Education in Virtual Worlds, Second Life

Summary of Journal on Online Education’s lastest issue

Kerrie Smith, who writes about online communites in Australia for You Are Never Alone, recently summed up the latest issue of the Journal of Online Education.

Smith is taken with the idea that older technologies need not be discarded or ignored in the face of shiny new technologies. One of the articles compares MOOs (MUD object oriented text-based games) to newer MUVEs (Multiuser Virtual Environments) and how the later-era MVUEs are using the lessons from earlier versions. She quotes from one of the articles in the issue (available here; registration required, but free) that talks about Second Life. The authors, Rochelle Mazar and Jason Nolan, write:

The structure of Second Life allows us to forget that communication is itself part of the constructed space. Rather than merely building a classroom space in Second Life, consider building an environment that reacts directly to student activity in a fun or surprising way. For example, a recent build called “Cancerland: A Thyroid Cancer Narrative by Hilde Hullabaloo” (Mazar 2008) uses transparent objects that visitors walk through to initiate the various phases that move the narrative forward. Walking through these veil-like objects triggers audio clips that become layered voices, situating the visitor more intimately within the personal, medical experience described than merely walking through an exhibit or clicking on objects would allow. Cancerland is alive, as it were, with these voices, each located within its own object, in a way that offers a more rich experience, one that is different for every visitor who moves through the narrative as each moves on her own path.

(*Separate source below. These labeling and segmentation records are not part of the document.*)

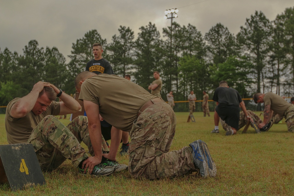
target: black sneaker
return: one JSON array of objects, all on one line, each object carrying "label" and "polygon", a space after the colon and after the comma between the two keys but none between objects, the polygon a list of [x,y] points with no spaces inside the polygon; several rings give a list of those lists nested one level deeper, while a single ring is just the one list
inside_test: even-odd
[{"label": "black sneaker", "polygon": [[268,123],[265,125],[263,127],[259,129],[259,130],[260,131],[267,131],[270,128],[272,127],[273,124],[273,120],[271,120]]},{"label": "black sneaker", "polygon": [[[87,169],[87,171],[88,170]],[[108,166],[107,164],[105,163],[100,163],[94,166],[92,173],[90,174],[96,176],[107,176],[111,174],[115,171],[115,168],[114,167]],[[84,175],[86,175],[87,173],[84,173],[84,169],[78,167],[78,172]]]},{"label": "black sneaker", "polygon": [[216,175],[216,167],[205,143],[198,140],[189,145],[192,148],[194,165],[196,169],[199,169],[200,175],[205,178],[209,176],[215,177]]},{"label": "black sneaker", "polygon": [[128,169],[128,165],[125,164],[120,164],[117,161],[112,161],[106,159],[103,163],[108,166],[111,166],[115,168],[116,172],[119,172],[122,170]]},{"label": "black sneaker", "polygon": [[127,145],[124,145],[123,144],[121,145],[121,150],[119,152],[119,154],[121,156],[123,156],[125,154],[128,154],[128,144]]},{"label": "black sneaker", "polygon": [[211,132],[210,133],[218,133],[220,132],[219,130],[218,129],[213,129],[213,130],[211,131]]},{"label": "black sneaker", "polygon": [[230,126],[228,126],[226,129],[227,132],[225,132],[225,135],[226,136],[231,135],[234,134],[234,131]]}]

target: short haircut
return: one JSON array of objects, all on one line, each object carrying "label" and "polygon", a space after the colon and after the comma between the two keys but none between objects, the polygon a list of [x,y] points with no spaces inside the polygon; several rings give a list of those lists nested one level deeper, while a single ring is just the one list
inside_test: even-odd
[{"label": "short haircut", "polygon": [[48,98],[50,101],[54,101],[56,99],[57,95],[54,89],[51,86],[45,86],[40,93],[39,97],[45,93],[47,96]]},{"label": "short haircut", "polygon": [[93,44],[93,45],[92,46],[92,48],[94,46],[99,46],[101,48],[102,48],[102,45],[99,43],[95,43]]},{"label": "short haircut", "polygon": [[257,103],[257,101],[259,100],[259,96],[261,95],[261,93],[255,93],[253,96],[253,100],[254,101],[254,103]]},{"label": "short haircut", "polygon": [[220,82],[220,86],[228,86],[228,83],[226,81],[223,80]]},{"label": "short haircut", "polygon": [[81,88],[80,82],[84,81],[87,78],[97,75],[94,72],[88,71],[84,71],[78,74],[74,79],[74,85],[76,88]]}]

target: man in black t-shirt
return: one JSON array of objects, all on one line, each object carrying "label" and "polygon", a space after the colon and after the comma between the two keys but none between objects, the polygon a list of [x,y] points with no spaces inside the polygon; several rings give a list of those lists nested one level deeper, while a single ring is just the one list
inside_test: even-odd
[{"label": "man in black t-shirt", "polygon": [[240,107],[247,119],[252,120],[248,115],[245,103],[240,94],[235,89],[229,88],[226,81],[220,82],[219,86],[216,90],[212,99],[216,102],[217,105],[214,112],[215,128],[211,133],[219,133],[218,123],[220,117],[229,125],[225,130],[226,135],[235,134],[239,129]]},{"label": "man in black t-shirt", "polygon": [[98,43],[93,44],[93,54],[94,59],[87,63],[86,71],[94,72],[96,74],[107,73],[114,74],[109,62],[102,58],[103,50],[102,46]]}]

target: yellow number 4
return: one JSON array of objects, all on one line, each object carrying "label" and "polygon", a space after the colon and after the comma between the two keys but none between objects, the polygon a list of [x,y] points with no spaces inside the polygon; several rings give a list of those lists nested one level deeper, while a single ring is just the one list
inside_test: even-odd
[{"label": "yellow number 4", "polygon": [[21,162],[20,163],[20,167],[19,167],[19,170],[21,172],[26,172],[26,174],[29,175],[29,169],[26,167],[26,162],[24,162],[24,159],[21,159]]}]

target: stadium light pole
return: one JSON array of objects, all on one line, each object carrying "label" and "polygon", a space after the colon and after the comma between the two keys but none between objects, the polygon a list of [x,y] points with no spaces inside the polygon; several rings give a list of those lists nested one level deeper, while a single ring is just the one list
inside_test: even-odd
[{"label": "stadium light pole", "polygon": [[[172,45],[171,40],[172,38],[173,34],[173,19],[177,18],[178,12],[179,12],[179,10],[176,8],[170,9],[168,10],[166,10],[164,11],[164,14],[166,14],[164,16],[165,19],[171,19],[171,51]],[[171,14],[170,17],[169,17],[168,14]]]}]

Smith then quotes the conclusion to this article that reiterates a similar point:

What is perhaps most surprising about working first in the text-based virtual world of MOOs and then in the highly visual, three-dimensional Second Life is how remarkably similar they are; Second Life represents an important step in the development of virtual spaces used for learning, but it is not the first of its kind nor are its problems and constraints unique. While the technologies driving MOOs and Second Life are different, the challenges for educators remain the same.